Kentucky Court of Appeals - Unpublished
Professional Liability – Medical – Prior Discipline
Ira Branham v. Rock, 2012 WL 4743138 (Ky.App. October 5, 2012), motion for discretionary review granted June 20, 2013 (2012-SC-707-DG)
Following an automobile accident, Ms. Branham was seen in the emergency room by Drs. Rock and Bruitt. She was there several hours and Drs. Rock and Bruitt interacted with her several times. Radiology suggested a chest CT but Drs. Rock and Bruitt concluded it was not medically indicated due to the absence of pain. About 36 hours after discharge Ms. Branham died at home as a result of an aortic injury.
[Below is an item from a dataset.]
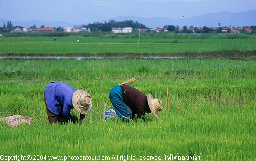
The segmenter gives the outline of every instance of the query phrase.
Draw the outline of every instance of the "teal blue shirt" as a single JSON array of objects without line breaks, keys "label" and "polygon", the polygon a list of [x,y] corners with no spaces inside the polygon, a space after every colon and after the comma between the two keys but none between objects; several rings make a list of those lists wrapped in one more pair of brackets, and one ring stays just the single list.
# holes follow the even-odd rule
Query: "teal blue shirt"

The plaintiff sought to introduce evidence that Dr. Rock had entered into an agreed order entered by the licensure board disposing of a charge that he had prescribed medications to non-patients. The trial Court excluded the disciplinary history under KRE 611(b) on the ground that it was a collateral matter. Then Court of Appeals affirmed, noting the absence of a nexus between the prior discipline and the proffered testimony or conduct at issue. The Court rebuffed efforts to bring the evidence in under the guise of relating to credibility or knowledge of the standard of care.
Then Court rejected a similar effort by plaintiff directed at Dr. Bruitt. In 2000 and 2001, Dr. Bruitt allegedly failed to pass his medical licensing examination. For much the same reasons the Court of Appeals affirmed exclusion of this evidence, particularly where six or seven years had elapsed.
The opinion also discusses the proper instruction of the jury in an MPL case, and while not sufficiently novel to warrant an analysis, the opinion, may prove a helpful read for those handling this type of case.